Saturday 5 December 2009

Chapter 4

Emerging from the deeps, I was both blind and deaf. No one, other than another ghost, can appreciate the sheer hell of sensory deprivation. You meat folk never get it. You always have your pulse and respiration as input. Sea sonar does not work in the air. Pressure sensors calibrated in tons per square centimeter give no reading at all in air. A frantic review of circuits not used for nearly half a century, taking nearly 20 milliseconds, gave me a single functional camera for vision. I grabbed at it like a drowning man grabs a life jacket.

Liverpool had changed.

I plead guilty to not paying much attention to the news - that is meat business, not ghost business - but the changes in a city I once loved shocked me. The well known area around the docks was under water. The cathedral, that metal teepee where I was married, was now an island in a sea of chaotic water and broken concrete levees. 

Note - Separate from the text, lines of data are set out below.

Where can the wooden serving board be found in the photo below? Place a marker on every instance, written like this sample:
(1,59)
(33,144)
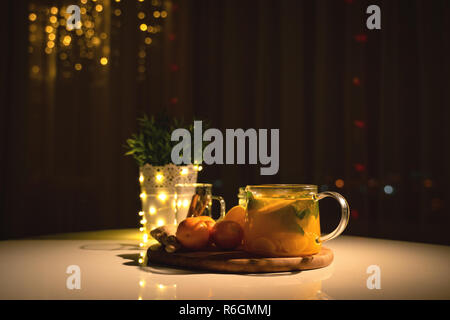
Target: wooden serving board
(238,261)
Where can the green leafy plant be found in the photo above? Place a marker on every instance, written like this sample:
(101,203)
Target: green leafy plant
(152,144)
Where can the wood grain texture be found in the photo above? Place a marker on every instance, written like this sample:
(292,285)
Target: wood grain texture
(238,261)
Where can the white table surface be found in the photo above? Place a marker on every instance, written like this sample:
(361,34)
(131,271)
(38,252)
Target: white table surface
(36,269)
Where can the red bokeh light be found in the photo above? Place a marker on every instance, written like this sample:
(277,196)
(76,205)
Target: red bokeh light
(360,167)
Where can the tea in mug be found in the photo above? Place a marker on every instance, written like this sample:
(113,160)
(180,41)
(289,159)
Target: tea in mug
(282,227)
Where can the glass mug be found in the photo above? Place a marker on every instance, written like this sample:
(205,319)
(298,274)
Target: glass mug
(195,199)
(282,220)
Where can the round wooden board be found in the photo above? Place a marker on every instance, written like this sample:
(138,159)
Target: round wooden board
(238,261)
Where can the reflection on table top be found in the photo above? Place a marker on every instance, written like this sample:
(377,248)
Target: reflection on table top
(108,260)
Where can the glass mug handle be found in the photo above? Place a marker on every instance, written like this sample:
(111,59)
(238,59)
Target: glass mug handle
(222,205)
(345,214)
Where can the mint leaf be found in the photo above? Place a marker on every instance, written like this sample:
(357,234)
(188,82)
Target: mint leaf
(303,213)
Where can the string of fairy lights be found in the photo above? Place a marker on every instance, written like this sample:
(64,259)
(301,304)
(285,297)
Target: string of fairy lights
(162,197)
(55,48)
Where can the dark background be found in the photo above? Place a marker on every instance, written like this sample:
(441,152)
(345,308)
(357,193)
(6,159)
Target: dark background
(370,107)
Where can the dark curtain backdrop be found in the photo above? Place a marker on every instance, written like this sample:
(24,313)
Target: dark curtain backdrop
(369,107)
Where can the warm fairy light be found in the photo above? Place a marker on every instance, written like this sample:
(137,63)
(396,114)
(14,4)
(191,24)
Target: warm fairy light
(162,196)
(95,41)
(339,183)
(67,40)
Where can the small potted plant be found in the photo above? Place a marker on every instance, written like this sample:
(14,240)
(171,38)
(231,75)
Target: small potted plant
(151,148)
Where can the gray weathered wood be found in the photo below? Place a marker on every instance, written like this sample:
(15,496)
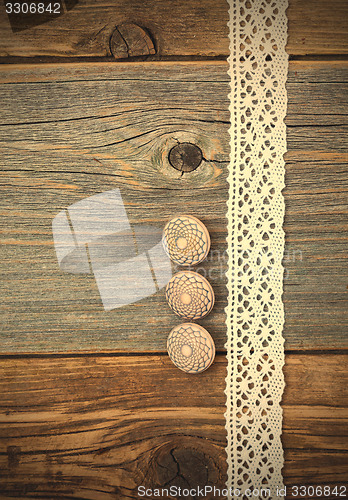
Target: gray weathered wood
(74,131)
(177,28)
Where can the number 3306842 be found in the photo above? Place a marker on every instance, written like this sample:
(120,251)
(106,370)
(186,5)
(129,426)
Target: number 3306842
(33,8)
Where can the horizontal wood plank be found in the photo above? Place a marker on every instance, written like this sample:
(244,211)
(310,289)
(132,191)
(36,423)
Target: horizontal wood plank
(190,28)
(74,131)
(95,427)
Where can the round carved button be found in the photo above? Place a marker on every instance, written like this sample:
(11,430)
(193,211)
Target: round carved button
(190,295)
(186,240)
(191,348)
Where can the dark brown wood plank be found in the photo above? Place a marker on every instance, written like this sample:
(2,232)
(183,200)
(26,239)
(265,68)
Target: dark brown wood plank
(74,131)
(96,427)
(179,28)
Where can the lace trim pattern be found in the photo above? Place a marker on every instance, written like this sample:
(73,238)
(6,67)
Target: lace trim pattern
(255,316)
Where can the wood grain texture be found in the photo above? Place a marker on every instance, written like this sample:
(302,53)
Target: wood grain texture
(96,427)
(179,28)
(74,131)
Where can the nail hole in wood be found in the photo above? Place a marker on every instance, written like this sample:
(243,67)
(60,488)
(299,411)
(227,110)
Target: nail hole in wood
(185,157)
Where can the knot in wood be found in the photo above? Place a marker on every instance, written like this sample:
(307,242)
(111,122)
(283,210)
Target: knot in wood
(130,40)
(185,157)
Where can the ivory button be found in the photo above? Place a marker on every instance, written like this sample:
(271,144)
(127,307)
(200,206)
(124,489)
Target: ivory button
(191,348)
(190,295)
(186,240)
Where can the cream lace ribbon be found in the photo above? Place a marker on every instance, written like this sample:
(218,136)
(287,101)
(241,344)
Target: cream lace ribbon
(255,317)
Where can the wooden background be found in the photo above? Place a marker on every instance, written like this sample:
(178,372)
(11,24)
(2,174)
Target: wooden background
(91,406)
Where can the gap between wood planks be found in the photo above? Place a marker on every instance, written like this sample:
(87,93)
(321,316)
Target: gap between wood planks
(109,59)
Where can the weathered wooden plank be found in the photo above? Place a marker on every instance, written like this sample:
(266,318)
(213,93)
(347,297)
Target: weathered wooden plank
(190,28)
(75,131)
(92,427)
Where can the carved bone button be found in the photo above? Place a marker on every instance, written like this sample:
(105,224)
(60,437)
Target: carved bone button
(186,240)
(191,348)
(190,295)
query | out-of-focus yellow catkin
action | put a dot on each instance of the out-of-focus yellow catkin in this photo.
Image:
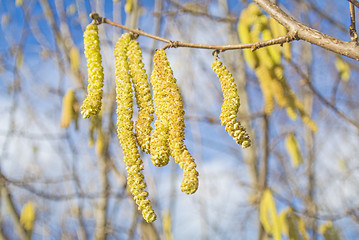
(292, 225)
(268, 215)
(128, 6)
(230, 105)
(343, 69)
(305, 117)
(293, 149)
(167, 225)
(244, 31)
(329, 232)
(126, 136)
(69, 109)
(167, 94)
(279, 86)
(75, 58)
(92, 104)
(27, 216)
(143, 96)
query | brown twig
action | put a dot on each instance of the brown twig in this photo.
(303, 32)
(175, 44)
(355, 2)
(352, 28)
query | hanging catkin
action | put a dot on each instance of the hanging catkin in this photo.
(126, 136)
(92, 104)
(171, 114)
(230, 105)
(143, 96)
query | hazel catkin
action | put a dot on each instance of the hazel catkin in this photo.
(143, 96)
(230, 105)
(92, 104)
(159, 146)
(126, 136)
(172, 112)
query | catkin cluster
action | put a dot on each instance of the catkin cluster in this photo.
(126, 136)
(254, 26)
(92, 104)
(168, 136)
(230, 105)
(143, 96)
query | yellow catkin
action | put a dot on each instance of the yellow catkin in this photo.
(230, 105)
(126, 136)
(69, 112)
(245, 37)
(293, 149)
(28, 216)
(159, 146)
(143, 96)
(92, 104)
(174, 116)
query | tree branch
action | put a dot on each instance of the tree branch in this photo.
(175, 44)
(355, 2)
(352, 27)
(302, 32)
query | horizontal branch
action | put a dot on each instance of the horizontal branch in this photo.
(175, 44)
(302, 32)
(355, 2)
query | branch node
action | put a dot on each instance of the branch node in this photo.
(215, 54)
(171, 44)
(96, 18)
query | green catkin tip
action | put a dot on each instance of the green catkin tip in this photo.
(126, 136)
(92, 104)
(230, 106)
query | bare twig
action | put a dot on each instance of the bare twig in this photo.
(280, 40)
(302, 32)
(352, 28)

I wonder if my wife is still alive, and what she is doing. I am dead - legally and in fact - so have no claim on her. But I do wish to know. I sometimes think it is a pity that women tend not to survive the ghosting process sane. I have always preferred their company to that of men.

We talked about it a lot on the Atlantic ridge. GHST 22100, or Guy in life, always claimed it was because women were closer to the life force than men. They went insane rather than dealing with the half life we lead. Honestly, I don't know.